Edmund Keeley studied at Princeton and Oxford universities. He is
currently
a professor of English, emeritus, at Princeton, where he taught for 40
years and served as director of the creative writing program and the
Program in Hellenic Studies. He is the author of seven novels, 14
volumes
of poetry in translation, and nine volumes of nonfiction. Keeley's
awards
include the Rome Prize for fiction of the American Academy of Arts and
Letters, two Guggenheim fellowships, the Landon Translation Award of
the
Academy of American Poets and the first European Prize for Translation
of
the European Union. Inventing Paradise: The Greek Journey, 1937-1947,
will
be published next month.

Marcia Christoff Kurop, a graduate of Columbia University, has
contributed
articles to The Wall Street Journal, The International Herald Tribune,
The
Economist and The Christian Science Monitor. Based in Sofia, she has
covered the Balkan countries since 1993. In Athens, Kurop is at work on
a
book concerning the history of U.S. policy towards Greece, Turkey and
Cyprus since the end of the Cold War.

Patrick Quinn, a reporter for the Associated Press, has covered Greece,
Turkey and the Balkan region for more than 10 years. Based in Athens,
Quinn
has covered most wars and conflicts that broke out in the region
following
the dissolution of Yugoslavia in the early 1990s. He has also traveled
extensively in Turkey and Albania, first visiting the latter before the
fall of Communism and on through the armed uprising in 1997. Quinn also
reported on the region from the Boston area in the mid-1980s.
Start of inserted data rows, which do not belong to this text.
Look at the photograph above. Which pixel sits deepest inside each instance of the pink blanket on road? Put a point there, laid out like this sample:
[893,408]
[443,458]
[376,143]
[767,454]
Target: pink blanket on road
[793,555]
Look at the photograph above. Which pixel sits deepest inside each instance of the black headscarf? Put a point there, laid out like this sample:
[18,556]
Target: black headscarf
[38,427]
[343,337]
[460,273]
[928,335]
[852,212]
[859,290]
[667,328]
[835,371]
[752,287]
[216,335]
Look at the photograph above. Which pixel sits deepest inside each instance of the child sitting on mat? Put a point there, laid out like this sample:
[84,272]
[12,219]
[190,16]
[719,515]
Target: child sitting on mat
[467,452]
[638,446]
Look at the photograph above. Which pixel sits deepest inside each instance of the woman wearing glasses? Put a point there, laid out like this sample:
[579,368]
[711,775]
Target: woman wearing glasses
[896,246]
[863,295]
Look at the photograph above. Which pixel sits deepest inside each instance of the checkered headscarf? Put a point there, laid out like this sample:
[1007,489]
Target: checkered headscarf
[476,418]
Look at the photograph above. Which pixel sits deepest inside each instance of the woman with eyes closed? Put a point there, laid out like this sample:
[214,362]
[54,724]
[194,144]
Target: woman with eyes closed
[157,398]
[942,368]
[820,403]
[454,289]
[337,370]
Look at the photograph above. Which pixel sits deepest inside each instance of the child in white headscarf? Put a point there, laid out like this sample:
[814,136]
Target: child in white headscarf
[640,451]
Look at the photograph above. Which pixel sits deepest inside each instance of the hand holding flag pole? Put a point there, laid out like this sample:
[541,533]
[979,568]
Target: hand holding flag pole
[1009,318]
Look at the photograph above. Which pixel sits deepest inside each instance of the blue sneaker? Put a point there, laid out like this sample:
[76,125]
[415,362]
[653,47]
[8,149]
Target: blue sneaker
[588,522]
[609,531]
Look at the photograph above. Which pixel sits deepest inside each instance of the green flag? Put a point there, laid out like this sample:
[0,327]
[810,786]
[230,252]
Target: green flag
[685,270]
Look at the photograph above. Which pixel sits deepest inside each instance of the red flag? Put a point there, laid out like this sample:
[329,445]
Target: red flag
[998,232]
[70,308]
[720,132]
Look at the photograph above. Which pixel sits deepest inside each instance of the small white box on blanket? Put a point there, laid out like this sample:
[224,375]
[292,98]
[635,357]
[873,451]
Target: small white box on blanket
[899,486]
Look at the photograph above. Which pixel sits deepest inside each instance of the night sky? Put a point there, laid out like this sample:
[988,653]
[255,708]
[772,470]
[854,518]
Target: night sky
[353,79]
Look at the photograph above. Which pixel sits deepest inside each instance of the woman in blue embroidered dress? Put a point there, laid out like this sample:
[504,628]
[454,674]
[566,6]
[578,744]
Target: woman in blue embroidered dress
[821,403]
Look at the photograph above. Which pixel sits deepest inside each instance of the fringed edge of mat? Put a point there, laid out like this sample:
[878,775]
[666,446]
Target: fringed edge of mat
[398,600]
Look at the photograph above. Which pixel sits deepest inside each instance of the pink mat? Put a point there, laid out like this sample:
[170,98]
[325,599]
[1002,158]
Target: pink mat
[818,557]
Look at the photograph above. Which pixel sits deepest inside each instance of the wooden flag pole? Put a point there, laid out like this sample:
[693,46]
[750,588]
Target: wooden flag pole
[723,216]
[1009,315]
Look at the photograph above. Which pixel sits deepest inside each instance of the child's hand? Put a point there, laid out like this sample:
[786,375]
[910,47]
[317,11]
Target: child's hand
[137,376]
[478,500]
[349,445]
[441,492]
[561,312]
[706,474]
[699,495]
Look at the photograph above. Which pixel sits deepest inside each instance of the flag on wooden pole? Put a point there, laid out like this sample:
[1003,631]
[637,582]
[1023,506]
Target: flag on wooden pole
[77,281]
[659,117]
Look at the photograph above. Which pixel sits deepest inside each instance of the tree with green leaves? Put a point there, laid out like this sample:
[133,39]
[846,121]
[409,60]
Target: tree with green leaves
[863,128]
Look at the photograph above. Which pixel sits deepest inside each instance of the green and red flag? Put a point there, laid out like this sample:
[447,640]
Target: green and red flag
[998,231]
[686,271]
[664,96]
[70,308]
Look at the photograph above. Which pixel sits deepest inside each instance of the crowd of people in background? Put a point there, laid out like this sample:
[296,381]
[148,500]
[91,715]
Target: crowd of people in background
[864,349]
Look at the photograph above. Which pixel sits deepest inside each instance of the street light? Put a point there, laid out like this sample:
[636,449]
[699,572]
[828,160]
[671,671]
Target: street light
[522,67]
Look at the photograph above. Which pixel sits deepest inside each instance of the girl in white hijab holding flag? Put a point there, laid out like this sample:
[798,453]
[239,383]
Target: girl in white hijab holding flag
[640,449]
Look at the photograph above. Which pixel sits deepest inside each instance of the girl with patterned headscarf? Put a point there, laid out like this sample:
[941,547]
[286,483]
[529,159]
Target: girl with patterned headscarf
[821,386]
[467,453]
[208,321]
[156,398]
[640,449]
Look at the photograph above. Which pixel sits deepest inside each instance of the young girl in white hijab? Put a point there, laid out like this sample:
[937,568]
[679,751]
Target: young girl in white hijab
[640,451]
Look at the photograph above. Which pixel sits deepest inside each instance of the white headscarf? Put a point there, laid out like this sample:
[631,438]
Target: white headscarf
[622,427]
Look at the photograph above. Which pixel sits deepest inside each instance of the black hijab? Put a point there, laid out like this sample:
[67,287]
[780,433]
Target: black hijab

Helena Smith, a reporter for The Guardian and The Observer, has studied
modern Greek and philosophy at King's College, London University. A
regular
correspondent for BBC, CBS Radio (New York), RFI (Paris) and RTE
(Dublin),
Smith also worked for the Associated Press, Daily Express, New
Statesman
and Society, the European, Conde Nast Traveler, and Wall Street Journal
Special Reports.

Patricia Storace is the author of Heredity, a book of poems, and Dinner
with Persephone, a travel memoir of Greece. She is the recipient of a
poetry prize from the American Academy of Arts and Letters. A frequent
contributor to The New York Times Book Review and Conde Nast Traveler,
Storace lives in New York City.

Barry Unsworth is the author of 12 novels, including Sacred Hunger,
winner
of the 1992 Booker Prize. Two of his novels, Pascali's Island and
Morality
Play, were shortlisted for this prize and the former served as a basis
for
a feature film with the same title. Losing Nelson, his latest novel, is
due
out later this year. He has held literary residencies at the
universities
of Durham, Newcastle and Liverpool in Britain and Lund in Sweden. He
has an
honorary doctorate from the University of Manchester, where he
graduated
and is a fellow of the Royal Society of Literature.